A piece of Woodstock in England

Woodstock's 1991 Pierce 105 model aerial fire truck is on its way to England where it will be on display in a museum. Courtesy photo

Woodstock’s recently sold fire truck has a new home on the other side of the Atlantic Ocean.

The 1991 Pierce 105 model aerial fire truck is on the high seas in a ferry ship called the Hoegh Maputo, on its way to a museum in England. It is due to arrive in Southampton, England, on Nov. 2, Bill Best, who is part of the family who owns and operates the Bredgar & Wormshill Light Railway museum, wrote in an email. They primarily showcase steam and diesel locomotives, as well as old cars and tractors. Most of the items in the museum’s collection are more than 50 years old.

“On the face of it, this was of no interest. However, the idea that it would be scrapped seemed to me to be a shame and if it could be saved at a reasonable cost in terms of money and effort, we should try. We were rather surprised when we were told our offer was accepted!” Best wrote.

Best purchased the fire engine for $16,000.

The Woodstock Volunteer Fire department received an $857,000 grant from the Federal Emergency Management Agency’s Assistance to Firefighters Grant program to purchase a 2017 Smeal Aerial truck. Language in the grant said the money was to be used to help replace outdated apparatus that no longer meet current safety standards. The town was required to match funds of $49,000. The money from Best’s purchase went to help the town meet its matching fund requirement portion of the grant.

“Most get sold to smaller departments with limited resources who have to buy used,” said Zach Hottel, a volunteer member of the Woodstock fire department.
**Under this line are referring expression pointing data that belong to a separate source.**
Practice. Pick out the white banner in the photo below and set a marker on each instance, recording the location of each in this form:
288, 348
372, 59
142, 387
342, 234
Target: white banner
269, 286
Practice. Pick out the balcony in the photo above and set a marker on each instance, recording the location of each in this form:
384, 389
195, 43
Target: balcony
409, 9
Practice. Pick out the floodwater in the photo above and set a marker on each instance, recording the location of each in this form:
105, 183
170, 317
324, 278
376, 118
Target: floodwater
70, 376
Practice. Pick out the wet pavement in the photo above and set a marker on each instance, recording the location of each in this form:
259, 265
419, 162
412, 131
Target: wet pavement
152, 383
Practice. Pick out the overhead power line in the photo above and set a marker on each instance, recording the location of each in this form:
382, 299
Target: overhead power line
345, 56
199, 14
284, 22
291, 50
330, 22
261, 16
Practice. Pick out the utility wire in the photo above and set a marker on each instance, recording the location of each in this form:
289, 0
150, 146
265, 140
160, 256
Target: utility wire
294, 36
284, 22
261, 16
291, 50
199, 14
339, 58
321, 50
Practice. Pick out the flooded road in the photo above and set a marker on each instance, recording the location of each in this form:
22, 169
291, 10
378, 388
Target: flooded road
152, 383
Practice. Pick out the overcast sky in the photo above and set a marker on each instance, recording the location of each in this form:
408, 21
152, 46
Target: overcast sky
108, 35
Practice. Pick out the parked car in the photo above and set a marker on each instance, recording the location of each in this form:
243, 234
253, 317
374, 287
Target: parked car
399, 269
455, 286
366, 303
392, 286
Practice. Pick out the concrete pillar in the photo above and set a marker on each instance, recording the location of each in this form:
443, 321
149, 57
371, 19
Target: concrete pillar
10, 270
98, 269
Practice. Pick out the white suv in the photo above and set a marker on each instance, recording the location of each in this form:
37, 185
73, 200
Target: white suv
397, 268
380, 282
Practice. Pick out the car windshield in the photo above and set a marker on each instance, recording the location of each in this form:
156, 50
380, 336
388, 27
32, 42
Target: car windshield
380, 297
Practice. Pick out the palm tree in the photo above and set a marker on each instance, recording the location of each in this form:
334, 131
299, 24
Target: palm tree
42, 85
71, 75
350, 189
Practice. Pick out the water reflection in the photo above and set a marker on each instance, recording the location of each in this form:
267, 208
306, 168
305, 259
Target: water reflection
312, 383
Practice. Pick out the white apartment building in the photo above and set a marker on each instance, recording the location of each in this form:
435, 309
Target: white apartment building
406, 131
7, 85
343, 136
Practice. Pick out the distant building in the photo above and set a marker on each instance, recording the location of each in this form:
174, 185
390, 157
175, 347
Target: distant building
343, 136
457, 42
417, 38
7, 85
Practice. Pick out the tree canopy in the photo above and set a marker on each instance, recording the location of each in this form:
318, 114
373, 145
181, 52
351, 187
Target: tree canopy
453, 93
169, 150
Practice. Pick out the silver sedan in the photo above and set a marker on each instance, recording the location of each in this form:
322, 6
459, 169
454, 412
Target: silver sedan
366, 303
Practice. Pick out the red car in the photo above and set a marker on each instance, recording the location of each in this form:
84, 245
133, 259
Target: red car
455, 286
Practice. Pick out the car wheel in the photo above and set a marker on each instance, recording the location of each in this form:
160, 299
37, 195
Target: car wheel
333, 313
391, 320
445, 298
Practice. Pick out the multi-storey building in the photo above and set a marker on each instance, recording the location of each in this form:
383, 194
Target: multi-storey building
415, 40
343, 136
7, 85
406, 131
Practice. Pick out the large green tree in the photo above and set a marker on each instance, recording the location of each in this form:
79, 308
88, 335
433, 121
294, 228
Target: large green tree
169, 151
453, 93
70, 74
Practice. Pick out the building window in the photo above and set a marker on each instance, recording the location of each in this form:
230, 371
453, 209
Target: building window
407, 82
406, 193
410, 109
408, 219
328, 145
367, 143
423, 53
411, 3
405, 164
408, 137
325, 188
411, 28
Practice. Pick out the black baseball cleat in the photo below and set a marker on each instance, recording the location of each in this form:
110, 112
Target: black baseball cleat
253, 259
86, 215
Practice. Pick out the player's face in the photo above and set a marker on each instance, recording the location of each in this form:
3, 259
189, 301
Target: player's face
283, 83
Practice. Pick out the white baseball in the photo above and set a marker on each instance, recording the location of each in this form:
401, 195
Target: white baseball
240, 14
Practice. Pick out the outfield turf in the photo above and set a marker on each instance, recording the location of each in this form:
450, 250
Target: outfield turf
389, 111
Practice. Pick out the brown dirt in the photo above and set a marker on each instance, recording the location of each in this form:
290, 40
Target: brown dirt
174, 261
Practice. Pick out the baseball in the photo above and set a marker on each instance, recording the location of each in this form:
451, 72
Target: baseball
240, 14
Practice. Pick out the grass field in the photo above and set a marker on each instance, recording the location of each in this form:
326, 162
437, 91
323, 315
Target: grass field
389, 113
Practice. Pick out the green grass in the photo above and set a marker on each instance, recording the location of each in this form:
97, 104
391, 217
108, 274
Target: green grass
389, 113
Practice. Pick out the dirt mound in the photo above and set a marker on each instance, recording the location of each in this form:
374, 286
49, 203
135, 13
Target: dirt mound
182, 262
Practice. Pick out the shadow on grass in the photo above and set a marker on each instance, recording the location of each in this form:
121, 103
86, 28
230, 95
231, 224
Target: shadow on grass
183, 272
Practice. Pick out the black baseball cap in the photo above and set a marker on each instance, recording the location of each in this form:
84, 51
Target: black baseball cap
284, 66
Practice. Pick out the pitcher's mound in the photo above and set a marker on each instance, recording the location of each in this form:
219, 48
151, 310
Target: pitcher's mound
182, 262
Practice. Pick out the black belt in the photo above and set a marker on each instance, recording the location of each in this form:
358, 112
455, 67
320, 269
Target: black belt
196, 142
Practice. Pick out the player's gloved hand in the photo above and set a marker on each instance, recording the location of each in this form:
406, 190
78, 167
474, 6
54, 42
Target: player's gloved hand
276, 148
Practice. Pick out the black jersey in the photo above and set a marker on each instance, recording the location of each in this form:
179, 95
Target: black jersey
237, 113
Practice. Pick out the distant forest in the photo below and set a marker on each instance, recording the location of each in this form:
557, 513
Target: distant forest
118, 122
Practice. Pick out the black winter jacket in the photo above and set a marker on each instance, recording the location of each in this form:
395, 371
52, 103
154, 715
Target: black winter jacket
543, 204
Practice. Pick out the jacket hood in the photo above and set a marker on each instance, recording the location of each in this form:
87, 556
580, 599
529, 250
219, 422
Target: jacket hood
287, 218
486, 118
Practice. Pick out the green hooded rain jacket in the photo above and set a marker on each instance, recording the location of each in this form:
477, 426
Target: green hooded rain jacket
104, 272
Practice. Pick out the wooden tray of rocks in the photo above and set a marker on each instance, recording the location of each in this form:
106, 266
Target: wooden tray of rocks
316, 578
But, in this case, whoever purchased the 1991 Pierce would not be able to use the fire engine to actually fight a fire because of the grant language that deemed the equipment no longer able to meet safety standards.

“As soon as we got the grant we started to look at who we could sell this to,” Hottel said.

Best stated in the email that the purchase was a bit of an accident. He and his wife were passing through Woodstock when they saw the truck.

“The truck was parked outside the fire house and we got to talking to firefighter Adam Burner. During the discussion he told us it was being replaced and likely to be sold and scrapped,” Best stated in his email.

The museum closes for the season Oct. 29, so the first opportunity for the public to view it will be Easter Sunday 2018.

“We do expect it to produce a wow factor,” Best said.

The fire truck’s offloading and trip home is expected to be filmed as part of the TV series Mega Shippers, Best wrote.